If every nation on the planet decided to ‘go-it-alone’ then ok, we can surely stand alone as well as most. Nevertheless, I can’t help but think that’s an unlikely long term scenario: isolationism and protectionism won’t endure.
Most of the apparent fragmentation within our local and global communities has been carefully manufactured and managed by the usual suspects over decades – centuries, actually. We must realise, or at least not forget, that these are The Powers That Be or Have Become: they do not represent the wishes, needs and dreams of their citizens. If they have their way the endgame may yield that much talked about authoritarian global governance, an arrangement which, under the present circumstances could leave we, The People, smaller, weaker, more disenfranchised and separate than ever. Then the world will feel as unquantifiable and illusory as if it were still unchartered: our superstitions unrestrained and our dependence sealed. If the future is ever to contain a one-world government I would hope it is through an organic process of consent, not a forced fabrication to maintain arbitrary control.
As for the status quo: well, that can be strung out for a while but it’s still entropic and fatalistically catastrophic.
From here, despite the ugly order and careless chaos currently playing out in Europe and particularly the Euro zone, my instincts tell me that we are better off inside, taking a leading role in building something we can and want to be a part of. I’m not advocating we join the Euro and I have no idea if staying in Europe will ultimately require it – that’s part of any negotiation – but I’m not so sure that it’s going to disappear either, unless it’s accompanied by the US dollar, the yen, the British pound and all the other established currencies in the IMF’s basket. The world is a small place: largely comprised of geo-political cultural and economic blocks, each seeking, ignorantly, increasingly violently and always clumsily to assert itself in matters of territory, religious ideology, military might, socio-political and economic theory.
Anyway, my instincts say that if Club Europe gets it together and we are significant members, then it would be a strong, viable and rational counter-balance to say, the in-your-face, my-way-or-the-highway Might of the United States and the enigmatic and introspective Might of China…
However, while that is my intuition speaking as much as my logic, I know I can cope with a stay in or get out result so long as the decision is made by well-informed and sufficiently emotionally detached voters – and if the margin of majority is undeniably representative.

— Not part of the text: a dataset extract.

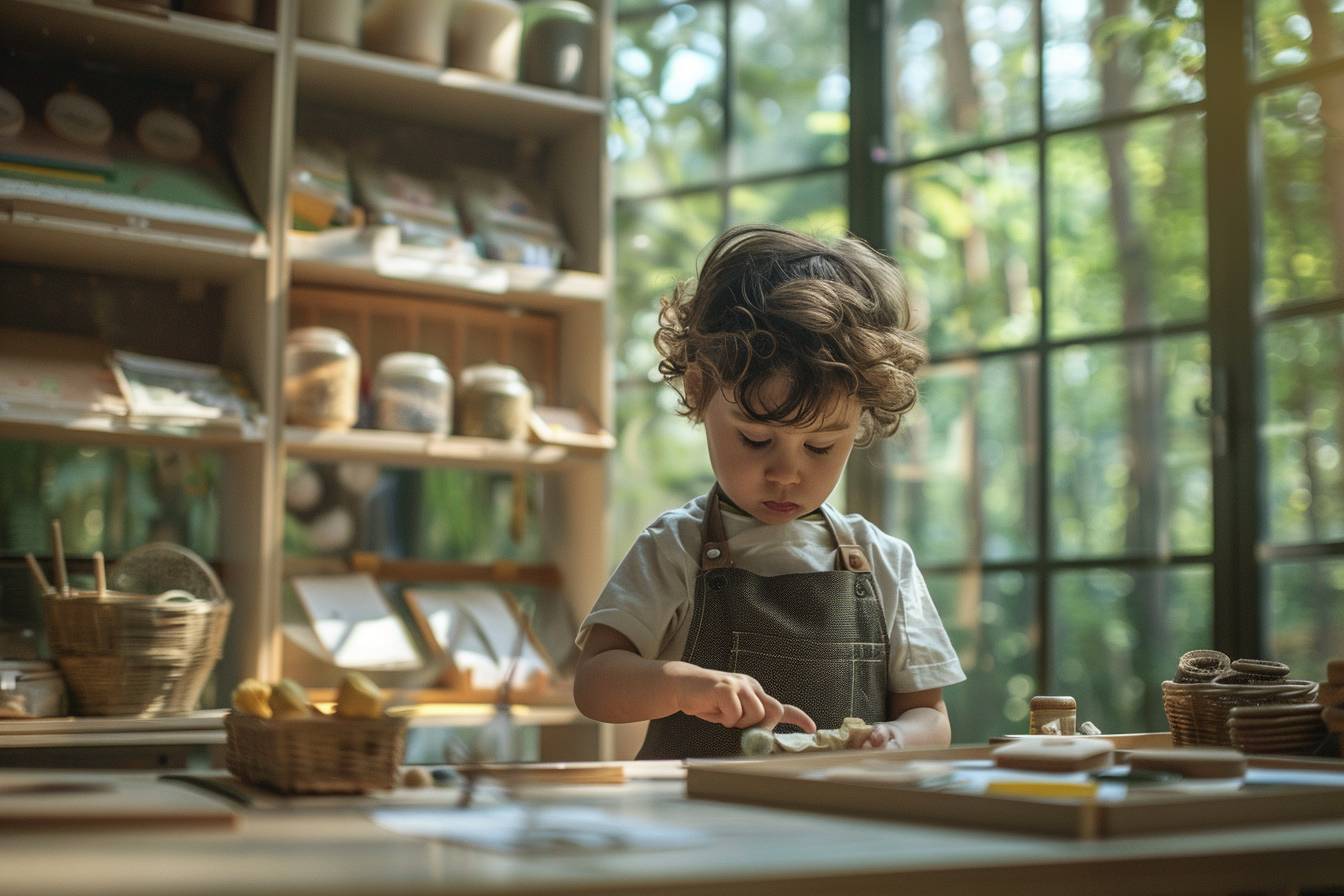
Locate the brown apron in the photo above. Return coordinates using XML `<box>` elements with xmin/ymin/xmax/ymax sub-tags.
<box><xmin>637</xmin><ymin>485</ymin><xmax>887</xmax><ymax>759</ymax></box>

If this can be guaranteed, insofar as anything can be, then I am quite unafraid of the result.
We might be better off in; we might be better off out. I don’t know with enough conviction to vote now because I don’t know what kind of Europe I would be voting for or against. I do know I’ve read and heard a lot of superficial spin by all political colours that seem determined to supply sympathetic data but no reliable evidence. Emotive persuasions can be very useful if employed to wrestle consciously and honestly with the issues, but the self-interested arguments of those who are supposed to serve and or represent us during the inevitable national campaign must be clearly distinguishable from the facts.
Because emotion and crony bias are so insidiously woven into our political and media sources, we have surely learned by now that we have dig underneath their blah and blether to call them out. The only way the facts are going to surface with regards to our EU position is through time and insistence. Now. Not half way through or, as has become customary, after the decision has been made. It’s time we demanded, of our domestic powers at least, that they stop positioning us.